Tribune

Jaap Blonk déclame ses poèmes au Souffle Continu

Retour en images animées sur la prestation du déclameur hollandais Jaap Blonk lors de sa soirée dans la librairie Le Souffle Continu, le 25 juin 2019.


Jaap Blonk © Guy Sitruk

Sa spécialité ? Déclamer des poèmes sonores, des poèmes où les syllabes comptent davantage que les mots, où la manière de dire compte autant que ce qui est dit. C’est de la musique de mots, un peu le contrepied du chanté-parlé cher aux compositeurs sériels du début du XXe siècle.

Jaap Blonk est un artiste très particulier.

Il commence d’ailleurs sa prestation par le premier poème sonore qu’il a appris, dû à Hugo Ball, écrivain et poète dadaïste allemand, né en 1886 en Allemagne.


Mais il n’en reste pas qu’aux poèmes. Il nous délivre aussi de micro-drames, des saynètes où la barrière de la langue s’évanouit. Prenez un cauchemar. Comment le jouer en sons ? On peut toujours commencer par ronfler, avec une pointe de dérision. Puis des grognements, des diffusions électroniques (un micro portable piloté par une manette de jeu), des syllabes en cataractes, des éructations … C’est court, mais on est déjà loin.

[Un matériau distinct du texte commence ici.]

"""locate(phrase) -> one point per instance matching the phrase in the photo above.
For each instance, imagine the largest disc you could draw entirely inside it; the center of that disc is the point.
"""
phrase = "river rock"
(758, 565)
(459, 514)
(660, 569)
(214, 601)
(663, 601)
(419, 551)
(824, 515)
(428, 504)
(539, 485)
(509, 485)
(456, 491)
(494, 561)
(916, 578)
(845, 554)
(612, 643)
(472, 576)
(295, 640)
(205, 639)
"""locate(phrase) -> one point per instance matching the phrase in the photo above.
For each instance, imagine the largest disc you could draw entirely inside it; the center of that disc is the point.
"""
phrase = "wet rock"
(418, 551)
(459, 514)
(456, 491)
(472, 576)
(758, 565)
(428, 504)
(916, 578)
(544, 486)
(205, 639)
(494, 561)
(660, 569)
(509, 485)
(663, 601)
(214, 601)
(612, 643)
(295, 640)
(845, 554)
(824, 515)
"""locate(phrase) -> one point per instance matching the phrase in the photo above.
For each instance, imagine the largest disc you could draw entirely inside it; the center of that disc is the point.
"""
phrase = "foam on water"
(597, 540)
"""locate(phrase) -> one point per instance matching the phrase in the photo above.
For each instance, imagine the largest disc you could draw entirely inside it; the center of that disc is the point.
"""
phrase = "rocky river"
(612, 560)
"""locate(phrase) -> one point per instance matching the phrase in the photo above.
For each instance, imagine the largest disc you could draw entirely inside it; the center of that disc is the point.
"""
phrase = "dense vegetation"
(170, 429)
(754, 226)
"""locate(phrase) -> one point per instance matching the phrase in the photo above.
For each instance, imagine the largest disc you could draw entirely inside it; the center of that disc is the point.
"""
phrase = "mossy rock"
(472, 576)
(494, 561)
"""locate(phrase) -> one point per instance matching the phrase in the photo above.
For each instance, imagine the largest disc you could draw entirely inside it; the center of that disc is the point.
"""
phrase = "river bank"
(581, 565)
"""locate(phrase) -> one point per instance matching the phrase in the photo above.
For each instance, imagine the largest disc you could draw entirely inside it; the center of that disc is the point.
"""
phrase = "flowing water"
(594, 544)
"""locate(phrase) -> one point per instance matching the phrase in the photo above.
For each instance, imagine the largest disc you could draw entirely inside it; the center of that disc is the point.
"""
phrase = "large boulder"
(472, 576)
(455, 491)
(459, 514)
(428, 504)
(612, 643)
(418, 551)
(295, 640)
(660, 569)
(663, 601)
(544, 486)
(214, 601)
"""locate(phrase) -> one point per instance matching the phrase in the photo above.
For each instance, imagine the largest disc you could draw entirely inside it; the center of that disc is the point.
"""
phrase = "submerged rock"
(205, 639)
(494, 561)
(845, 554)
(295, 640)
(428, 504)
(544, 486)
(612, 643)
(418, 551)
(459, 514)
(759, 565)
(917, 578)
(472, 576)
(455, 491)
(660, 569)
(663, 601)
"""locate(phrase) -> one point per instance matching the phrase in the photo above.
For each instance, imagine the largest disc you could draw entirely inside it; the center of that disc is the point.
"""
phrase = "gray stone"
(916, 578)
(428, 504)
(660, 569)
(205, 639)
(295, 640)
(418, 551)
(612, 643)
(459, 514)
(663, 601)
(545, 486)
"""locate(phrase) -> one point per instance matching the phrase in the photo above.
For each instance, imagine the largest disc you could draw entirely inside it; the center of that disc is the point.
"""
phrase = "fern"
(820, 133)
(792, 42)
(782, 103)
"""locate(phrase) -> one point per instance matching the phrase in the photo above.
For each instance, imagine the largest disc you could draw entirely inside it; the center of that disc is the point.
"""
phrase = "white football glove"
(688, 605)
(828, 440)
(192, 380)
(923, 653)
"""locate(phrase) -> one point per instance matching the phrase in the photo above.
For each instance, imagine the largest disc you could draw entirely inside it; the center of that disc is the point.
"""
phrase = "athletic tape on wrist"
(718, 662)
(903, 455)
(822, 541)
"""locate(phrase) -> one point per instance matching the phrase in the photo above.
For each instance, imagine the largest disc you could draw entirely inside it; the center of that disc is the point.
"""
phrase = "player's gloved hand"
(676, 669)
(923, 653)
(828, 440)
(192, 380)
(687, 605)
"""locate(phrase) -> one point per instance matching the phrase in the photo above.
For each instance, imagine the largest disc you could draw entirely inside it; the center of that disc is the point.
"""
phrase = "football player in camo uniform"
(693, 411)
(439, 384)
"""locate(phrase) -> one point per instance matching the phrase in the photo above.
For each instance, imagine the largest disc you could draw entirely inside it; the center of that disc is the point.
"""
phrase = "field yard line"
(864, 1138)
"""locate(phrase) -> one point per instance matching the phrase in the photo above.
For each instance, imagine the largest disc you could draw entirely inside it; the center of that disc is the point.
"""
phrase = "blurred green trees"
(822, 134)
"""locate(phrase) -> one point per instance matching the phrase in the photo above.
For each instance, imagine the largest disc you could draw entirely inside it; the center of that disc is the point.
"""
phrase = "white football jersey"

Une forme de théâtre ? Non, toujours de la musique, certes minimale lorsqu’il s’empare d’un chant sans note, d’un discours sans mots, voire sans syllabes à l’image du celui du poisson : deux sons muets figurés sur une grande feuille par deux signes distincts. Au début, on ne voit pas le lien entre cette feuille et ce qu’il nous joue, puis on comprend que c’est une partition, on sourit de plaisir, on applaudit.
Et comme il est en France, ce néerlandais nous envoie en miroir l’un de nos Van Gogh de la langue, Antonin Artaud, pour un hommage tout d’humour et pour une pirouette de fin.


Ce qui stupéfie, c’est l’extraordinaire plasticité de sa voix, ce talent fou qui nous fascine avec très peu de moyens. C’est une « bête de scène » et un virtuose. Il touche autant au cœur et à nos tympans qu’à notre esprit. Il swingue avec les syllabes, les sons, le souffle… C’est un artiste hors norme.

Il vient de publier, outre un recueil de poèmes et d’œuvres graphiques, un album en trio, disponible chez votre disquaire (distribué par ToonDist) et sur Bandcamp.

On ne peut qu’être reconnaissant au Souffle Continu, animé par Bernard Ducayron et Théo Jarrier, de nous offrir ce type de rencontres, de nous faire découvrir des musiques nouvelles. Elles nous désarçonnent parfois, elles nous séduisent souvent.